Louvre-Lens Museum celebrates fifth anniversary
A hit with the public…
In its very first year, Louvre-Lens had 900,000 visitors—200,000 more than anticipated. And with attendance averaging around 450,000 a year since, its five-year total is set to reach 2.8 million. Digging deeper, 57.9% are first-time visitors compared with 42-58% for museums nationwide, confirming the museum’s success in bringing art lovers back for more. In fact, statistics show a faithful following that returned an average 6.3 times in less than five years, drawn in part by temporary exhibitions.
Well over half of all visitors—64.8%—live in Hauts-de-France, and in 2016 around 60,000 were from the nearby Nord-Pas de Calais Mining Basin. At 20%, this is the highest percentage of regional visitors anywhere in France, and confirms Louvre-Lens’ vision of serving as a local center for culture, building strong ties rather than focusing exclusively on attendance figures.
… and internationally
While only 9.3% of visitors came from Greater Paris in 2017, the museum enjoys a global reputation. This year 17% of visitors hailed from abroad, representing five continents and 86 nationalities, with a majority from neighboring countries —Belgium, the Netherlands and Britain. Even far-away Japan averaged two visitors a day.
Breaking new ground
Louvre-Lens does more than simply display works of art: it is dedicated to making culture accessible for one and all—a mission that has set an example around the world. “Outside France, this is precisely what people mention when they talk about Louvre-Lens,” says director Marie Lavandier.

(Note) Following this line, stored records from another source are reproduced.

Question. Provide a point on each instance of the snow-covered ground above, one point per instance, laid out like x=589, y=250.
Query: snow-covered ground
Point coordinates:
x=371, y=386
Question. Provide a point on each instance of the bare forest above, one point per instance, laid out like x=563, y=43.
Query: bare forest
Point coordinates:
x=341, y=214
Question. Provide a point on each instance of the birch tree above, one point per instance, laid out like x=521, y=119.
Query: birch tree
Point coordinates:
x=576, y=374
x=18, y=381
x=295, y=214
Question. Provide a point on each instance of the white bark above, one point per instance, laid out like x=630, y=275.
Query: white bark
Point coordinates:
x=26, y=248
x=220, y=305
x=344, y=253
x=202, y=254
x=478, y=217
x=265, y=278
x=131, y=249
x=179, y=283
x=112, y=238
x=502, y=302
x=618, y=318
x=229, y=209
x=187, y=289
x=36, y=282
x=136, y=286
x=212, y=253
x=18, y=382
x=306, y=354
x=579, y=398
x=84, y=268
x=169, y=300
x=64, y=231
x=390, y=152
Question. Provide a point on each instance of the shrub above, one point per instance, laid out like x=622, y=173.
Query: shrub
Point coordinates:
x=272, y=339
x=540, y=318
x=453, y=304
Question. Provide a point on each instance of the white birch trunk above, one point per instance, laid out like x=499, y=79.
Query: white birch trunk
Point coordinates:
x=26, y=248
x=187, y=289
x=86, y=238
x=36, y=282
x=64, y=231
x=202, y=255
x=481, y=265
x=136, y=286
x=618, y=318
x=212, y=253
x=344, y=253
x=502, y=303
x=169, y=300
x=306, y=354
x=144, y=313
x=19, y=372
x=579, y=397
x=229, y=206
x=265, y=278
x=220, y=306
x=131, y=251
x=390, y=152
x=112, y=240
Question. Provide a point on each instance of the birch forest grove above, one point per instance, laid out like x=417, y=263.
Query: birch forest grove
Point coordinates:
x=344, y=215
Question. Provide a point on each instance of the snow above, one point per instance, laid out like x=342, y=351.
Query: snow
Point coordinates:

More innovation in the pipeline
To celebrate its fifth anniversary, the museum has updated its core collection, now on display at no charge in its 3,000-sq m Galerie du Temps. Starting December 2, visitors can view a total of 43 works, including a selection of prestigious national treasures that can only be seen in France. But Louvre-Lens has more projects in store. Plans include displaying more works with direct links to the region, and taking a fresh approach to art history through thematic exhibitions such as “love”, highlighting subjects that speak to visitors’ everyday concerns.